I am speaking to him in Los Angeles from my hideout in the far corner of the pool. Pine boughs sway above me, while he’s looking out at a view of the bland cityscape that might as well be a painted backdrop; it never moves, never changes, only smolders.
“Common denominator between what?”
“Just doodling,” he says. “Staring at the old yellow pad.”
“What does the yellow pad say?”
“It says coffee — vat — sister. I’ve been thinking about what you’re telling me. The vat of lye. Human remains. We’re looking for your sister. She could be in there. She could not. It could be someone else they murdered. The Commissario makes a visit. Lays down the gauntlet to the coffee king. Nicosa is behaving — how?”
“Angry. Evasive.”
“Evasive,” echoes Donnato. I imagine him nodding, tasseled loafers up on the desk, toes ticking back and forth. “We ask, what is Nicosa hiding? Where is the mafia drug connection Rizzio keeps talking about?”
“I don’t know, but the Commissario is trying to connect him to the chemical company that makes sodium hydroxide. It’s called Spectra.”
“Is lye used in manufacturing coffee?”
“Nicosa says no. But he does buy other stuff from Spectra.”

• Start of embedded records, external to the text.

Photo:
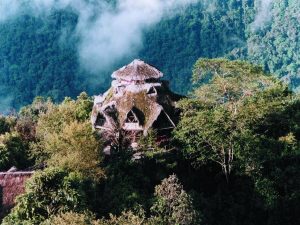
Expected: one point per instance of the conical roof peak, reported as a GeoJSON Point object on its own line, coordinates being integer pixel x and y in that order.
{"type": "Point", "coordinates": [137, 70]}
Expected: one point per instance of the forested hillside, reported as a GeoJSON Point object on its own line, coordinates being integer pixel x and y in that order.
{"type": "Point", "coordinates": [233, 158]}
{"type": "Point", "coordinates": [38, 55]}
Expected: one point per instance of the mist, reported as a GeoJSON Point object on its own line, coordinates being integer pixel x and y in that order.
{"type": "Point", "coordinates": [106, 33]}
{"type": "Point", "coordinates": [263, 15]}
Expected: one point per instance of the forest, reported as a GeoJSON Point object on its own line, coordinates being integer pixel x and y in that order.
{"type": "Point", "coordinates": [232, 159]}
{"type": "Point", "coordinates": [38, 55]}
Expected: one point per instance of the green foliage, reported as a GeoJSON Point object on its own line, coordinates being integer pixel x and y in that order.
{"type": "Point", "coordinates": [69, 218]}
{"type": "Point", "coordinates": [47, 193]}
{"type": "Point", "coordinates": [13, 152]}
{"type": "Point", "coordinates": [172, 204]}
{"type": "Point", "coordinates": [226, 110]}
{"type": "Point", "coordinates": [38, 54]}
{"type": "Point", "coordinates": [65, 138]}
{"type": "Point", "coordinates": [4, 125]}
{"type": "Point", "coordinates": [126, 218]}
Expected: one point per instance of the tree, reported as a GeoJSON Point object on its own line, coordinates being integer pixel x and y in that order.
{"type": "Point", "coordinates": [217, 124]}
{"type": "Point", "coordinates": [47, 193]}
{"type": "Point", "coordinates": [172, 204]}
{"type": "Point", "coordinates": [76, 148]}
{"type": "Point", "coordinates": [13, 152]}
{"type": "Point", "coordinates": [69, 218]}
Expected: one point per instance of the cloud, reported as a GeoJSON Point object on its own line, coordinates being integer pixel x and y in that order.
{"type": "Point", "coordinates": [106, 33]}
{"type": "Point", "coordinates": [263, 14]}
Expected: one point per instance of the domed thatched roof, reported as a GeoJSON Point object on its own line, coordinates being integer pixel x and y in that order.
{"type": "Point", "coordinates": [136, 71]}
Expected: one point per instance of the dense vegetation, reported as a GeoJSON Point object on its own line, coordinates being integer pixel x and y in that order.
{"type": "Point", "coordinates": [38, 54]}
{"type": "Point", "coordinates": [233, 158]}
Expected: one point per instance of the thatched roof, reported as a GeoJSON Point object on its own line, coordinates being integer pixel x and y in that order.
{"type": "Point", "coordinates": [137, 70]}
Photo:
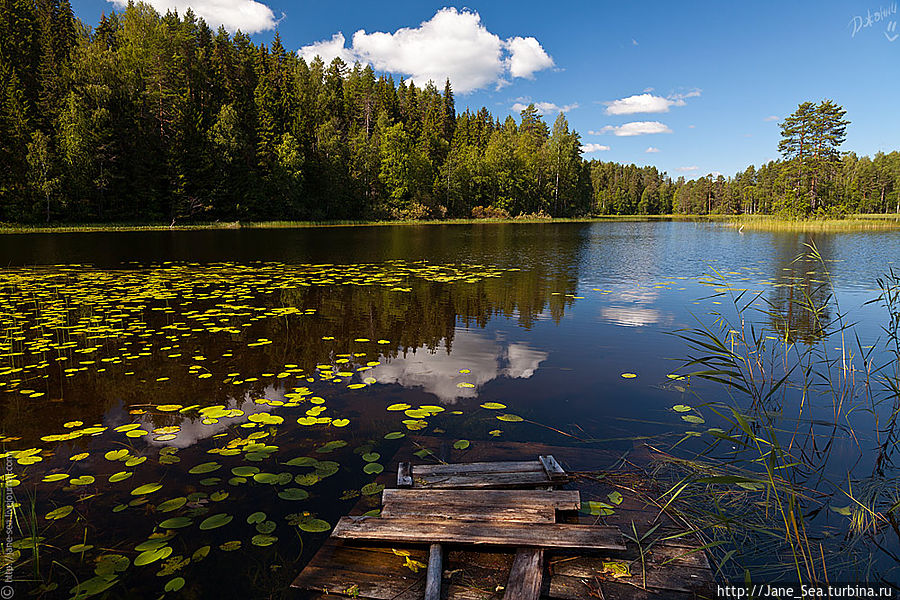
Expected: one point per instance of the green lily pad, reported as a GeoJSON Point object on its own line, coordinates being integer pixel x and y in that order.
{"type": "Point", "coordinates": [313, 525]}
{"type": "Point", "coordinates": [176, 523]}
{"type": "Point", "coordinates": [215, 521]}
{"type": "Point", "coordinates": [263, 540]}
{"type": "Point", "coordinates": [147, 488]}
{"type": "Point", "coordinates": [207, 467]}
{"type": "Point", "coordinates": [370, 489]}
{"type": "Point", "coordinates": [245, 471]}
{"type": "Point", "coordinates": [116, 454]}
{"type": "Point", "coordinates": [293, 494]}
{"type": "Point", "coordinates": [173, 504]}
{"type": "Point", "coordinates": [151, 556]}
{"type": "Point", "coordinates": [266, 527]}
{"type": "Point", "coordinates": [510, 418]}
{"type": "Point", "coordinates": [59, 513]}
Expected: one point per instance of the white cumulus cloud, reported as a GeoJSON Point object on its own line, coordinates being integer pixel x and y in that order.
{"type": "Point", "coordinates": [544, 108]}
{"type": "Point", "coordinates": [247, 15]}
{"type": "Point", "coordinates": [634, 128]}
{"type": "Point", "coordinates": [329, 50]}
{"type": "Point", "coordinates": [647, 103]}
{"type": "Point", "coordinates": [451, 45]}
{"type": "Point", "coordinates": [526, 57]}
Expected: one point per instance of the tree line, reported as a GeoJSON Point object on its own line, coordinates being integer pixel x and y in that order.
{"type": "Point", "coordinates": [158, 118]}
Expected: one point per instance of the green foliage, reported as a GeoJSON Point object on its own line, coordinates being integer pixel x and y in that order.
{"type": "Point", "coordinates": [157, 118]}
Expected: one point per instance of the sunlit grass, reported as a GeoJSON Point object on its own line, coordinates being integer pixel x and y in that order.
{"type": "Point", "coordinates": [876, 222]}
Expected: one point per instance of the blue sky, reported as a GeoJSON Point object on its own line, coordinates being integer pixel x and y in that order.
{"type": "Point", "coordinates": [708, 82]}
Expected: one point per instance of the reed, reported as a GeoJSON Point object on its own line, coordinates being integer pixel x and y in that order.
{"type": "Point", "coordinates": [759, 485]}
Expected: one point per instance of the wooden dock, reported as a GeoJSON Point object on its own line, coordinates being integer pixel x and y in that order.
{"type": "Point", "coordinates": [445, 531]}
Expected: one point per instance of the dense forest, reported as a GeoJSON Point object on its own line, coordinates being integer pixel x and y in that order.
{"type": "Point", "coordinates": [157, 118]}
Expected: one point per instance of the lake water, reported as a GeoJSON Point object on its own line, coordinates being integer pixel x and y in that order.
{"type": "Point", "coordinates": [185, 381]}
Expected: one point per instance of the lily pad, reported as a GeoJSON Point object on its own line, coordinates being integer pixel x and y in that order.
{"type": "Point", "coordinates": [510, 418]}
{"type": "Point", "coordinates": [173, 504]}
{"type": "Point", "coordinates": [176, 523]}
{"type": "Point", "coordinates": [293, 494]}
{"type": "Point", "coordinates": [151, 556]}
{"type": "Point", "coordinates": [263, 540]}
{"type": "Point", "coordinates": [215, 521]}
{"type": "Point", "coordinates": [59, 513]}
{"type": "Point", "coordinates": [373, 468]}
{"type": "Point", "coordinates": [207, 467]}
{"type": "Point", "coordinates": [147, 488]}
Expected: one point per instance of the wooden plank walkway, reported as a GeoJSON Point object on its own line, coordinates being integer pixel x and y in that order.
{"type": "Point", "coordinates": [479, 531]}
{"type": "Point", "coordinates": [674, 570]}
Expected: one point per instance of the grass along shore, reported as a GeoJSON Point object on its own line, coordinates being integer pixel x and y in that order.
{"type": "Point", "coordinates": [860, 222]}
{"type": "Point", "coordinates": [7, 228]}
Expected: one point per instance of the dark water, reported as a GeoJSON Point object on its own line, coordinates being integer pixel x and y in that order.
{"type": "Point", "coordinates": [101, 329]}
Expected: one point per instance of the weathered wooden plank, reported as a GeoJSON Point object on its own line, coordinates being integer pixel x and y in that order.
{"type": "Point", "coordinates": [378, 587]}
{"type": "Point", "coordinates": [526, 575]}
{"type": "Point", "coordinates": [576, 588]}
{"type": "Point", "coordinates": [546, 535]}
{"type": "Point", "coordinates": [435, 573]}
{"type": "Point", "coordinates": [366, 585]}
{"type": "Point", "coordinates": [477, 480]}
{"type": "Point", "coordinates": [555, 499]}
{"type": "Point", "coordinates": [478, 467]}
{"type": "Point", "coordinates": [423, 509]}
{"type": "Point", "coordinates": [675, 578]}
{"type": "Point", "coordinates": [661, 552]}
{"type": "Point", "coordinates": [404, 475]}
{"type": "Point", "coordinates": [552, 468]}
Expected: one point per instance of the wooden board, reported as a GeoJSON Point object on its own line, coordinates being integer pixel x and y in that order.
{"type": "Point", "coordinates": [496, 474]}
{"type": "Point", "coordinates": [555, 499]}
{"type": "Point", "coordinates": [479, 467]}
{"type": "Point", "coordinates": [526, 575]}
{"type": "Point", "coordinates": [380, 574]}
{"type": "Point", "coordinates": [476, 480]}
{"type": "Point", "coordinates": [426, 531]}
{"type": "Point", "coordinates": [552, 468]}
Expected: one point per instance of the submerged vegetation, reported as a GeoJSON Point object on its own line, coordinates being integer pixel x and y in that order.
{"type": "Point", "coordinates": [157, 118]}
{"type": "Point", "coordinates": [155, 417]}
{"type": "Point", "coordinates": [201, 411]}
{"type": "Point", "coordinates": [764, 489]}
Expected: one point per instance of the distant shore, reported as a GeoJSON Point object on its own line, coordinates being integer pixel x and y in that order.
{"type": "Point", "coordinates": [861, 222]}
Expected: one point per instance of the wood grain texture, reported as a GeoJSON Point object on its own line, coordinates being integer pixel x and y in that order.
{"type": "Point", "coordinates": [404, 475]}
{"type": "Point", "coordinates": [526, 575]}
{"type": "Point", "coordinates": [555, 499]}
{"type": "Point", "coordinates": [478, 480]}
{"type": "Point", "coordinates": [435, 572]}
{"type": "Point", "coordinates": [554, 471]}
{"type": "Point", "coordinates": [424, 531]}
{"type": "Point", "coordinates": [479, 467]}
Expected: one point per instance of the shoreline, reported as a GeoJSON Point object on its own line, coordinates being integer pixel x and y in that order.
{"type": "Point", "coordinates": [860, 222]}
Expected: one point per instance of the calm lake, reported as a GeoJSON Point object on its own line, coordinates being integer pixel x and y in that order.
{"type": "Point", "coordinates": [189, 412]}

“Is this Mr. Commissario actually trying to make the case that Nicosa adds sodium hydroxide to his regular order, and keeps it in the middle of a forest, on the off chance he might need it to get rid of his wife?”
“They’re blood enemies. The Commissario is looking to destroy him. But Nicosa did know about the crime scene. He knows more than he’s letting on,” I say, feeling a flicker of excitement. “He knew it was the site of an ancient Etruscan mill.”
“Twenty-five years in the FBI tells me your sister’s disappearance has nothing to do with some ancient-ass old mill,” Donnato says. “We have to take this in another direction.”
“Where?”
“Follow the trail of the lye.”
I can’t bring myself to admit to him that’s what Sterling said from the beginning.